Likewise with the biggest known network - the Internet - it has many roads (network segments) connected by intersections (routers).

Traffic between local computers can stay on the local “roads” – the local network. That is; on the local network segment. For data to travel to non-local addresses (other network segments) it has to pass through a router (the intersections between network segments). Routers are also referred to as gateways.

When your computer sends a data-package through the network it must pre-determine if that data-package should stay local, or needs to go through the local router (local gateway) to end up on another network segment.
The tool to help your computer determine this is called the network mask (or for short the MASK).
If your computer sends data from your IP number (ie. 192.168.1.34), which may have the MASK of 255.255.255.0 it automatically knows that data to any other 192.168.1.x address is local, and on the same network segment, and thus does not need to first be sent to the router.
Whereas data to ex. 192.168.5.1 is on a different network segment (because the first three numbers are not the same as your computers IP number).


For your computer to send data packages through a router, it must know the local IP number of that router. Lets assume the router number is 192.168.1.1

With these three pieces of information:
IP number: 192.168.1.34
MASK: 255.255.255.0
Gateway: 192.168.1.1
Your computer is now ready to send data both local and non-local.
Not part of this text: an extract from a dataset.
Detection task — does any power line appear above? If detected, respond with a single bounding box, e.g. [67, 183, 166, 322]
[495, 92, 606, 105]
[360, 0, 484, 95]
Your local network is often referred to as a LAN (Local Area Network). A LAN always has at least one network segment.

With the three pieces of information above we know, that the network number is 192.168.1 and the computer number (also called a node number) is .34

If the Network MASK number had been 255.255.0.0 the network number would have been 192.168 and the node number would have been .1.34

A network mask of 255.0.0.0 is called an A class network
A network mask of 255.255.0.0 is called a B class network
A network mask of 255.255.255.0 is called a C class network

Home networks are almost always C class networks – because it just makes practical sense.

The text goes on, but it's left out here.